Neil Young sues Donald Trump’s campaign over copyright infringement

Neil Young said he has complained about Trump's use of his songs since 2015.

Neil Young said he has complained about Trump's use of his songs since 2015. Photo: Getty

Rocker Neil Young is suing US President Donald Trump’s re-election campaign, accusing it of copyright infringement for playing his songs without permission.

In a complaint filed in US District Court in Manhattan, Young has objected to the playing of Rockin’ in the Free World and Devil’s Sidewalk numerous times at rallies and political events, including a June 20 rally in Tulsa, Oklahoma.

Young said he has complained about the Trump campaign’s use of his songs since 2015 and the campaign has “willfully” ignored him, despite not having a licence.

He had also objected when Mr Trump played his music while visiting Mount Rushmore on July 3.

“This complaint is not intended to disrespect the rights and opinions of American citizens, who are free to support the candidate of their choosing,” Young’s lawyers said.

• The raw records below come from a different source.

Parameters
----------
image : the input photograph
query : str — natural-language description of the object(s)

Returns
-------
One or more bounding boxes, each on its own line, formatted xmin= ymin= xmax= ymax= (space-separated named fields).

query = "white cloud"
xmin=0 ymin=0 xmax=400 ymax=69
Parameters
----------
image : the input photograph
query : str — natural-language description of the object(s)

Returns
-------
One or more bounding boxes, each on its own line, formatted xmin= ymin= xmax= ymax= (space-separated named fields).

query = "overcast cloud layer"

“However, plaintiff, in good conscience, cannot allow his music to be used as a ‘theme song’ for a divisive, un-American campaign of ignorance and hate.”

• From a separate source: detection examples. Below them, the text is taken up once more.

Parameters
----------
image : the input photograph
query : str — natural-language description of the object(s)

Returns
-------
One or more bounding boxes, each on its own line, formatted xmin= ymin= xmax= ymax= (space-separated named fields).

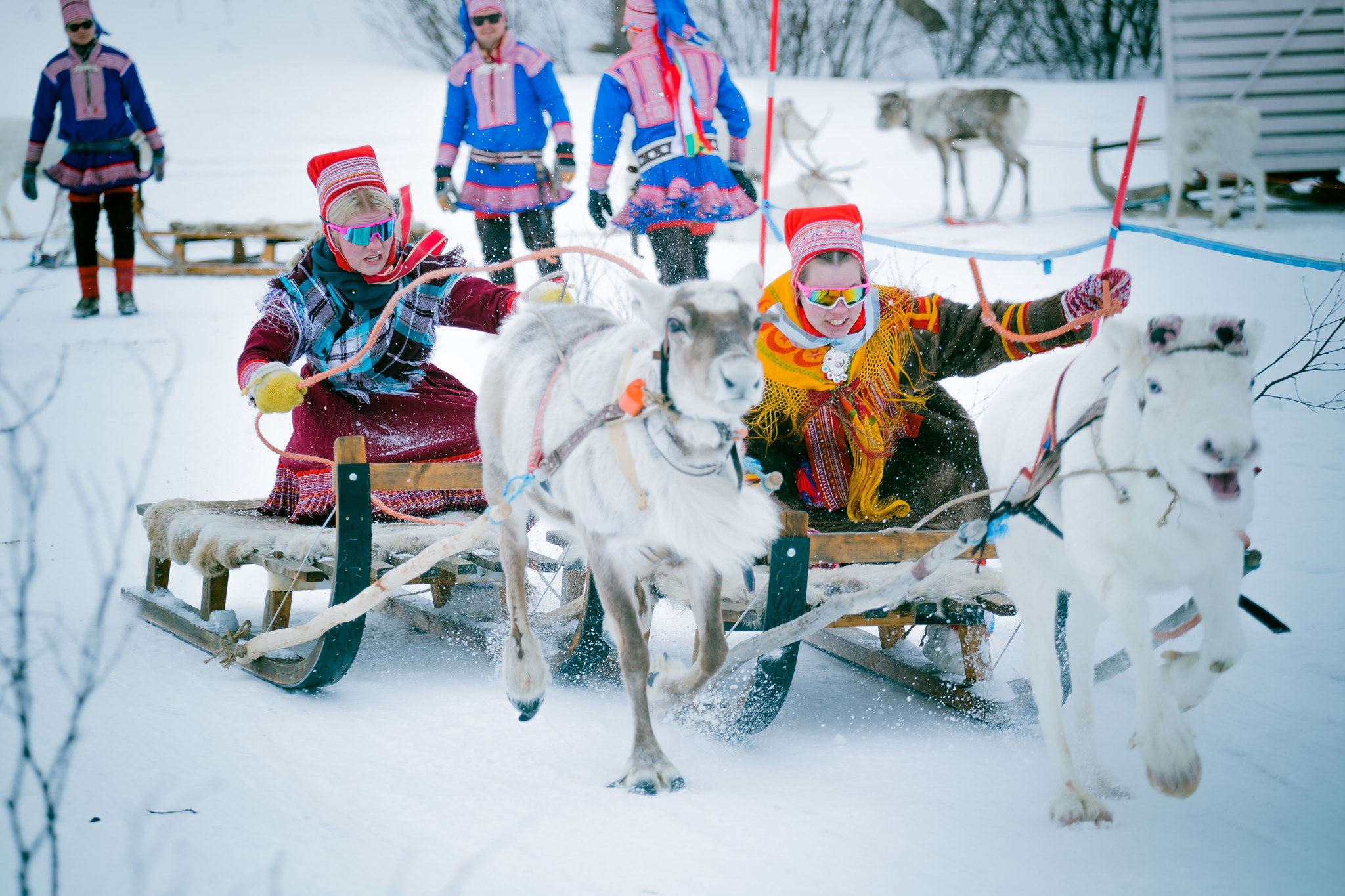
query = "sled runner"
xmin=121 ymin=437 xmax=583 ymax=691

The Trump campaign did not immediately respond to a request for comment.

Young is seeking damages of up to $US150,000 ($A209,908) per infringement.

Born in Canada and now also a US citizen, Young, 74, was inducted into the Rock and Roll Hall of Fame as a solo artist in 1995 and as part of Buffalo Springfield in 1997.

It is common for musicians to oppose politicians’ alleged unauthorised use or invocation of their music.

In a prominent early case, Bruce Springsteen objected in 1984, soon after the release of his blockbuster album Born in the USA when then-president Ronald Reagan invoked his name during his re-election campaign.

Last month, dozens of artists, including Aerosmith, Rosanne Cash, Green Day, Mick Jagger and Keith Richards, Elton John, Linkin Park, Lorde, Pearl Jam and Sia joined an open letter calling on politicians to obtain permission before playing their music at campaign and political events.